Allen Black, owner of James Black Pontiac Cadillac in Ebensburg, PA believes GM will feel the full impact of Lutz's tenure in the next five years. “The vehicles we have today were designed five years ago,” says Black. “Lutz hasn't been around long enough for us to really see what he can do.”
Black wonders if Lutz has had more influence on Pontiac than Cadillac. “There were rumors that he didn't like the new CTS,” says Black. “But it has been successful and Cadillac's other products are on the CTS platform, so I'm not sure how much of a mark he has made on Cadillac.”

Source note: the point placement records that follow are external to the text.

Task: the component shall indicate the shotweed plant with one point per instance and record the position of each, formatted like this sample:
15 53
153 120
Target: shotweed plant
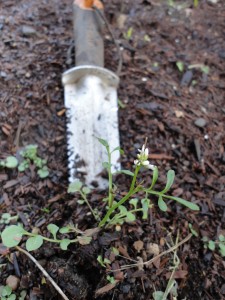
116 212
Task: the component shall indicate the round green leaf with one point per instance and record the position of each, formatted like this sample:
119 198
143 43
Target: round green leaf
43 173
53 229
64 230
64 244
162 204
86 190
34 242
211 245
11 162
221 238
127 172
74 186
222 249
170 180
12 235
130 217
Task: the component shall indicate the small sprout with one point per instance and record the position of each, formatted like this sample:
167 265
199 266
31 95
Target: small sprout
111 279
180 66
11 162
43 173
74 187
147 38
128 34
53 229
194 232
34 243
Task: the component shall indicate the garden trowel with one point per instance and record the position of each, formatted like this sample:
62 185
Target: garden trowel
90 99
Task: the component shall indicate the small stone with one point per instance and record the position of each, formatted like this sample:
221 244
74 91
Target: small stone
28 30
13 282
200 122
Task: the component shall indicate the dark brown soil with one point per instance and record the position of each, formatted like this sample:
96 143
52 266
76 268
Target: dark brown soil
181 113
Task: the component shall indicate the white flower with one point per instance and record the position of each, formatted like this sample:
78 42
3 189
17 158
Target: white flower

He does like what he sees thus far for Pontiac. “There are touches of Bob Lutz all over the new G-6,” says Black. And it is the same thing for the Solstice, still a year from hitting showroom floors. “It is a huge improvement for Pontiac from what we had before,” he says. “There has been a buzz about it from the beginning. I have customers already asking for it.”
Both Black and Delehanty like what Lutz has done with the new GTO, despite the poor sales figures for the sports car. Neither blames Lutz for the vehicle's less-then-exciting exterior.
“Lutz knew we needed a performance vehicle,” says Black. “The GTO is just the first step in what is a replacement for the Trans Am. I think the vehicle will be more exciting in the future.”
Delehanty thinks the GTO needs a “modern skin” but says “driving it is as much fun as one can have in a car.”
He argues: “The poor sales are a reflection of a poor marketing effort. It's the only car on the block without an incentive. GM is sitting on this thing like it is going to sell itself.”
Although Delehanty does not fault Lutz for the GTO marketing, he does think it is part of Lutz's story. “He's a good guy — a real rock star. But you can't let marketing fail you.”
Peter Brandow, a Philadelphia Chevy dealer, questions Lutz's drive to attract “enthusiasts” and argues that real vehicle differences have less to do with innovation and more about ownership.
“We had better be able to appeal to ‘Joe Lunch Bucket,’ who has given up the idea of owning a rocket car and wants only a decent ride at a fair price,” says Brandow, a Ward's Dealer Business columnist. “Is there enough economy left for the enthusiast cars to move the market? Lutz, who is a car enthusiast, may have appealed to an earlier era.”